Philippines’ renewable energy for takeoff as coal faces termination

Almost 1,500 MW of wind and solar are now in operation, along with 655 MW of solar that secured financing.

A list of planned coal projects dwindles in the Philippines, the Institute of Energy Economics and Financial Analysis (IEEFA) reported.

In the report, IEEFA enumerated: Meralco and Semirara Mining Corporation cancelled their proposed 700-megawatt (MW) coal plant in Calaca, Batangas, November 20200; five months later, a joint venture of Meralco and Aboitiz Corporation announced that its proposed 660-MW coal plant in Subic, Zambales was cancelled; and Meralco now explores replacing its proposed 1200-MW Atimonan One coal project with a natural gas facility after struggling to find financing.

The country’s energy sector is on the edge of rapid change, with a renewable energy industry poised for takeoff, and fossil fuels struggling to maintain relevance. Pressures on policymakers to accelerate the clean energy transition are made by local activists so progress on energy and climate goals will be achieved.

As the Philippines is located in the Pacific Typhoon Belt and the Ring of Fire, the country is terribly susceptible to increasingly persistent and severe natural disasters. The slow onset of climate events such as the rise of sea level and drought also impacts the state. 

Whilst coal still contributes 57% of the country’s power when the Renewable Energy Act was passed, the government maintains an ambitious national target of 35% share of clean energy in the generation mix by 2030. As of date, domestically produced natural gas is responsible for 19% of the country’s power, renewables for 21% which includes only 2% from variable renewables like wind and solar. 

The government’s national target for clean energy will require an additional 20GW of renewables. During the Paris Agreement in April, the country pledged in its Nationally Determined Contribution to reduce its greenhouse gas emissions by 75% by 2030, though it will be largely contingent on external financing availability. 

The government announced a moratorium on new coal-fired power plants in October 2020 which left the door slightly open for coal projects already underway. Domestic conglomerates such as Ayala Corporation and San Miguel Corporation also withdraw in backing new coal projects. 

This further results in financiers becoming increasingly wary of exposure to stranded assets.
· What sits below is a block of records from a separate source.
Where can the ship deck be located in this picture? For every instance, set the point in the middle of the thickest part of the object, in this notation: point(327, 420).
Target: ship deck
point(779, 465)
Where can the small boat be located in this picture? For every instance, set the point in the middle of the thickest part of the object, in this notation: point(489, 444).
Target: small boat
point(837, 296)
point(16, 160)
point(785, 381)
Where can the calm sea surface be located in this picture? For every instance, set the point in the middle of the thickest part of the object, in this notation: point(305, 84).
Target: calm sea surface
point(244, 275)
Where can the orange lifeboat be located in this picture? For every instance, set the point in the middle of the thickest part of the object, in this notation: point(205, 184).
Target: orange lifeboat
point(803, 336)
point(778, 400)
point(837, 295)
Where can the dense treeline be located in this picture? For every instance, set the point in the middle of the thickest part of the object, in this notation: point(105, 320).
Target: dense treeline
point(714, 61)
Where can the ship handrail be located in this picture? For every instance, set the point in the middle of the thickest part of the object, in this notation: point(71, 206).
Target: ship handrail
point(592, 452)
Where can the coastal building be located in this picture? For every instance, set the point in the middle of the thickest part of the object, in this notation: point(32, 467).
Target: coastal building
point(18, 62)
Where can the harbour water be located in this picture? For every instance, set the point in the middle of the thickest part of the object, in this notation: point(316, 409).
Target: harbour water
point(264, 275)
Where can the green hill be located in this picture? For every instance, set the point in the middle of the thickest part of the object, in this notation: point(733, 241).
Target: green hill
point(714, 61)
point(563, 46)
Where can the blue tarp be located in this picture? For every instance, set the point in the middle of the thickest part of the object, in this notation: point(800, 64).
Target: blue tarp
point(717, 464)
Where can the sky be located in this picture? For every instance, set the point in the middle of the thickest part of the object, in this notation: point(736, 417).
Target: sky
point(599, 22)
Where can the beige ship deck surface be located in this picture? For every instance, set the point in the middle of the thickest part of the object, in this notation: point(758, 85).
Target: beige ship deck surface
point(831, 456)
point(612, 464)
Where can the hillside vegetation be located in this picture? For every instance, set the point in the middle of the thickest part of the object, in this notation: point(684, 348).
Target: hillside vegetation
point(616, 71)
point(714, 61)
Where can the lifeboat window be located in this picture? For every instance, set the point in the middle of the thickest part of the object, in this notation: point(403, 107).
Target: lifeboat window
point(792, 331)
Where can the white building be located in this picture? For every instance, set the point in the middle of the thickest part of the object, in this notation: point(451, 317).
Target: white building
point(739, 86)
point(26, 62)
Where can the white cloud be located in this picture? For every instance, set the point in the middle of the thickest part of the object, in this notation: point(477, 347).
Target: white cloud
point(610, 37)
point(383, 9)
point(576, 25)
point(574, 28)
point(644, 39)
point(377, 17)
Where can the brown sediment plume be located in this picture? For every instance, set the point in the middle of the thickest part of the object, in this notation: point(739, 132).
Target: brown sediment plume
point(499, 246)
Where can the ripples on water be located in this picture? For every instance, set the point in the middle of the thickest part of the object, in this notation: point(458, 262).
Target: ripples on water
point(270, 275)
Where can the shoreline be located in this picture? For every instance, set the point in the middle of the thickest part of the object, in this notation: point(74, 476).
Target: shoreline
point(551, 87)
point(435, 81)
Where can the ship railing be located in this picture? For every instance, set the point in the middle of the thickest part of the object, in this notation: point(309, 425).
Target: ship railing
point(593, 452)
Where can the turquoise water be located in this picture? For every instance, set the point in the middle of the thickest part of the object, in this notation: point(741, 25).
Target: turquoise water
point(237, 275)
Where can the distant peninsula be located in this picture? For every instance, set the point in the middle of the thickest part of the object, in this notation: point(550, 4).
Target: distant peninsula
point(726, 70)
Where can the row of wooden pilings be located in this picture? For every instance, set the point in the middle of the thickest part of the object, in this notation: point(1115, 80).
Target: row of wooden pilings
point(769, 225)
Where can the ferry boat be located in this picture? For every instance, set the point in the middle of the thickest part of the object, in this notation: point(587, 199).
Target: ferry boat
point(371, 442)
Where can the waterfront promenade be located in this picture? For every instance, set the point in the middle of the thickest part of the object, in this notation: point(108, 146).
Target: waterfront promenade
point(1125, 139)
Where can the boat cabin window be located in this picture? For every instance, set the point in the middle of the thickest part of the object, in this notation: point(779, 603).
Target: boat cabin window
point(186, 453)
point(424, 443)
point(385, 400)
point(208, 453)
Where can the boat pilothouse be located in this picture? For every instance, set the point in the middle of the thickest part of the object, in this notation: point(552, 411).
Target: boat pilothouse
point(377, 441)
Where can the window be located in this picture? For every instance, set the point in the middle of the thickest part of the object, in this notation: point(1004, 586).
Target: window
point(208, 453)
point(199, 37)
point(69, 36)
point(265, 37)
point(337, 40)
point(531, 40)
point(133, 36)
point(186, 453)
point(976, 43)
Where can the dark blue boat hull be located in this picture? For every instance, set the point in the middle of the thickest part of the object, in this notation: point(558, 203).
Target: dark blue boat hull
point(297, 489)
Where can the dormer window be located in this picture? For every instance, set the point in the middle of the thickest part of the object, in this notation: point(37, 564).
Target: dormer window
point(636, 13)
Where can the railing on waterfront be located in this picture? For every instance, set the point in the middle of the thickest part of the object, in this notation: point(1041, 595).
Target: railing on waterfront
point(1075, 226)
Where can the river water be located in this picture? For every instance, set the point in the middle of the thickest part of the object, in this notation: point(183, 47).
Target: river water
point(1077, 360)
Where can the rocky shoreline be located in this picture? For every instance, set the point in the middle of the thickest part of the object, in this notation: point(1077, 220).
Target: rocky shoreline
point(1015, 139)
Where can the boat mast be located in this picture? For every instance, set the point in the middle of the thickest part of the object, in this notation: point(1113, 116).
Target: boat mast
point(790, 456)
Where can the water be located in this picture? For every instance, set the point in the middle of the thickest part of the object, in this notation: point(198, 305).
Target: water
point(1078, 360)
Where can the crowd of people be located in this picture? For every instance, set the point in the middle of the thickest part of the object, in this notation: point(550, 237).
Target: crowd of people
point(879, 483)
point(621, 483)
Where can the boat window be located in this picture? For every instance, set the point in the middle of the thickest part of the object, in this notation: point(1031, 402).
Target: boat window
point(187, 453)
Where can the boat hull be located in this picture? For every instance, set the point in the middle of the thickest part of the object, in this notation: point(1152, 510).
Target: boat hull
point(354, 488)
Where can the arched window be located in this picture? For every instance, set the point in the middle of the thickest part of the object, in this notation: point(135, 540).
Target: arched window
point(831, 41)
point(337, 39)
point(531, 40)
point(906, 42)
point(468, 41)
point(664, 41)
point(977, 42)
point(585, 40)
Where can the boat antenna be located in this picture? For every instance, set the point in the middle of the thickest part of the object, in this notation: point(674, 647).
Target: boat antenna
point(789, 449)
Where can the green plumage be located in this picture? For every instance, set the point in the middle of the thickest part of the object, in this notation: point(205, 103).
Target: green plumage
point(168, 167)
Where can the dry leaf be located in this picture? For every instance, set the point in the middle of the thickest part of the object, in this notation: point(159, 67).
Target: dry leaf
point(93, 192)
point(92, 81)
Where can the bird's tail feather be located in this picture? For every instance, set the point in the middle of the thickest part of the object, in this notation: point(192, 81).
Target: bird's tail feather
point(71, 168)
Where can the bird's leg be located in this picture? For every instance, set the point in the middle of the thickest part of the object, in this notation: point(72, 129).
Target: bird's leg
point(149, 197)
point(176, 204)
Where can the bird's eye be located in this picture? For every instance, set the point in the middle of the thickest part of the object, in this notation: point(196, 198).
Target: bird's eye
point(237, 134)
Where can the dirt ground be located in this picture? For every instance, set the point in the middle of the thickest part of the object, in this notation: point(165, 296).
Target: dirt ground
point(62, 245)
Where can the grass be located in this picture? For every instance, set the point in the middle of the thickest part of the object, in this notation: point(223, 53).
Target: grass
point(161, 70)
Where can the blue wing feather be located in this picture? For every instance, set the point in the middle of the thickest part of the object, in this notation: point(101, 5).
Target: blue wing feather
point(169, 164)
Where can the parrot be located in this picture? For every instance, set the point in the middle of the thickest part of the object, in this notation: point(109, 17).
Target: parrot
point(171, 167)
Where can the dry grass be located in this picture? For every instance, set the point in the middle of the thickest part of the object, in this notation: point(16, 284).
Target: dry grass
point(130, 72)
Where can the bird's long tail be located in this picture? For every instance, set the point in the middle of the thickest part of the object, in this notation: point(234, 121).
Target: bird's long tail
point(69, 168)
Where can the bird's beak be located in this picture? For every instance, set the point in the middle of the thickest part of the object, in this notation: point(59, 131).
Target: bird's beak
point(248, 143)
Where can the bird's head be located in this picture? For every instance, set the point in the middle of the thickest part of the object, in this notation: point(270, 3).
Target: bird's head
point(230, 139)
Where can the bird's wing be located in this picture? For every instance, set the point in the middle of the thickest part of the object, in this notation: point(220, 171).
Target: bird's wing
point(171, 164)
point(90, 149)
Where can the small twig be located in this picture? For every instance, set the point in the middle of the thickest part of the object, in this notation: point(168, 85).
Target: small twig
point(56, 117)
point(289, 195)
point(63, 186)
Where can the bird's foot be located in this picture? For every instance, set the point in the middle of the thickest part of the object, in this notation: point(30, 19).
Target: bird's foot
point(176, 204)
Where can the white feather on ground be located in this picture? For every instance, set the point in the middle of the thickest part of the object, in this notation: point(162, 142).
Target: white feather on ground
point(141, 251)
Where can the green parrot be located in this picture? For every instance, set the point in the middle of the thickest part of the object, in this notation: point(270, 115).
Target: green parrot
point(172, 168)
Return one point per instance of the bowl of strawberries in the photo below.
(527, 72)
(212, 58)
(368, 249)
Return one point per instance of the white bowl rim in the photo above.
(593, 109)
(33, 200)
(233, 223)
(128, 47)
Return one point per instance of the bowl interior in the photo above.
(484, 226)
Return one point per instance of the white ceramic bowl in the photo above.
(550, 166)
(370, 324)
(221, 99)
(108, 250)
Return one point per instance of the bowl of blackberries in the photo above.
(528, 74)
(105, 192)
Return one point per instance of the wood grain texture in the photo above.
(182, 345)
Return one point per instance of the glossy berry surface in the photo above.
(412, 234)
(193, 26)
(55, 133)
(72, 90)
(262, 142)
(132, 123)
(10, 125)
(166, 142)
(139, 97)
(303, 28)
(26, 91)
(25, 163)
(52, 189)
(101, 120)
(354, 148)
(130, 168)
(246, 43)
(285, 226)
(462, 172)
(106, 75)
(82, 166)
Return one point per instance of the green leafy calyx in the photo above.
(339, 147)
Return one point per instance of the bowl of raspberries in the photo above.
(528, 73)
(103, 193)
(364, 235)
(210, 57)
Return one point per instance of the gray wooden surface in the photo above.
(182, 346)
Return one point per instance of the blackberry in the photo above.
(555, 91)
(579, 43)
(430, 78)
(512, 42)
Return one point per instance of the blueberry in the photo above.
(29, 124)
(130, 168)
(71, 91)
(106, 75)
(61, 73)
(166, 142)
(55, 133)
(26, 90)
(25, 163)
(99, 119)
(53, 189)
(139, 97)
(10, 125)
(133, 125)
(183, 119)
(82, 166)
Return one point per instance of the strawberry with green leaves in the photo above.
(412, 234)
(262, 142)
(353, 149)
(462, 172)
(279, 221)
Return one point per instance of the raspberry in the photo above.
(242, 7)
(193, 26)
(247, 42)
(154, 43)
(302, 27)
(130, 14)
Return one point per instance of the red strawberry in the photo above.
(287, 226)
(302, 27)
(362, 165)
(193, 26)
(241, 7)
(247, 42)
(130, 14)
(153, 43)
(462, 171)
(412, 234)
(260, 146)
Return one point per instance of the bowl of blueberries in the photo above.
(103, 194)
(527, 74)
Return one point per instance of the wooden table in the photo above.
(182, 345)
Rizal Commercial Banking Corporation became the first domestic bank to exit coal financing in December 2020 after the Bank of Philippine Islands committed that by 2026, it will cut its coal exposure in half. Nevertheless, the government considers innovative financing mechanisms to acquire old and underutilized coal assets in Mindanao with intention of stopping the projects permanently. 

The economic reality that coal-fired power plants increase the risk for investors and subject consumers to high cost, drives the shift from coal. An average Filipino household pays around $0.189 (PHP 9.5) per kilowatt-hour, which is the highest rate in Southeast Asia.

The country’s renewable energy is preparing to soar. Almost 1,500 MW of wind and solar are now in operation, along with 655 MW of solar that secured financing. According to official figures, an increase of 17,379MW of wind and solar are in earlier stages of development.

Although there have been delays in the new regulatory incentives for variable wind and solar power, the government plans to hold an auction in October to engage clean energy investments and considers increasing the country’s Renewable Portfolio Standard, which requires large power off-takers to procure an increasing share of renewable energy. This could result in at least 56% of the country’s energy mix coming from renewables by 2040, limiting the need for large, baseload fossil fuel power plants.